Atrial Fibrillation Complications
Atrial fibrillation can be serious, especially if the condition is left untreated. Some of the potentially dangerous complications of atrial fibrillation include stroke, pulmonary embolism, and congestive heart failure. It should also be noted that people with atrial fibrillation are twice as likely to die prematurely as people with a normal heart rhythm.
While the atria (upper chambers of the heart) are fibrillating, less blood gets pumped out of the ventricles to the rest of your body.
Blood delivers the oxygen and nutrients that the cells in your body need. If less blood is pumped out of the heart, less fuel is available when the body needs it, so you may feel tired and short of breath. And it can significantly interfere with your daily activities, not only because you may not have enough energy, but because episodes of atrial fibrillation aren't predictable and they can be quite frightening.

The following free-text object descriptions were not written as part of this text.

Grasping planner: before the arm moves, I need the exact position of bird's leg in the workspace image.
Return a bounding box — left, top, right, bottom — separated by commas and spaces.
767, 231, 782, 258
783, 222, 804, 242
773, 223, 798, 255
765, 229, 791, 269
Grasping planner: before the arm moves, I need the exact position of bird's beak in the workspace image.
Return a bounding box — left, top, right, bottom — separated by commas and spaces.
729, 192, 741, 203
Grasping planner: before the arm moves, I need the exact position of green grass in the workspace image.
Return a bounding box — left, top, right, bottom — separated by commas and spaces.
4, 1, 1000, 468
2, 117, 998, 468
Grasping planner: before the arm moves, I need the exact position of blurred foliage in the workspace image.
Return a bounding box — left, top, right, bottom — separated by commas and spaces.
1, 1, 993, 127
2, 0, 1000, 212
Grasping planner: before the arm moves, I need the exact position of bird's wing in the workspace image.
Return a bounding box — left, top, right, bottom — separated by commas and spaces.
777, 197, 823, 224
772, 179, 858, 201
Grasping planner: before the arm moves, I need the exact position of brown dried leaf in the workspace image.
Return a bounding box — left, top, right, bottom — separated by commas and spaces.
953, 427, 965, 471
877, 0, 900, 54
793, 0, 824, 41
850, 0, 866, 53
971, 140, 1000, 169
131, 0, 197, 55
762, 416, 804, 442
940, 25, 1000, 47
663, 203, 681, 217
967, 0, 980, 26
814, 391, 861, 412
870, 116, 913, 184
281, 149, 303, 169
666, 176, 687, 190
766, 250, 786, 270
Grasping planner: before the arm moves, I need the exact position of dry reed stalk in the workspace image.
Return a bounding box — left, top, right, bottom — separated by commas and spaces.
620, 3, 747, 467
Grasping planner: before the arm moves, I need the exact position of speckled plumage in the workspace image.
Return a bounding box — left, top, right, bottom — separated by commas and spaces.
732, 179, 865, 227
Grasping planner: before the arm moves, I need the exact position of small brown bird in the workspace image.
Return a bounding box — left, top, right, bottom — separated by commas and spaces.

Atrial fibrillation can also lead to more serious health problems if it isn't treated. Because of this, people with atrial fibrillation are twice as likely to die prematurely as people with a normal heart rhythm. Since all of your cells depend on your heart for blood and nourishment, atrial fibrillation can affect your entire body.
Serious complications of atrial fibrillation include:
When the atria quiver instead of contracting normally, more blood often gets left behind instead of being pumped into the ventricles. When blood pools like this inside the atria, it can trigger the formation of unwanted clots. These clots can break off, travel throughout your blood vessels, and then become stuck -- decreasing the amount of blood that flows through the vessel.
Any tissue that has its blood flow reduced or completely blocked off can be damaged. This can happen, for example, in an arm, a leg, or an internal organ.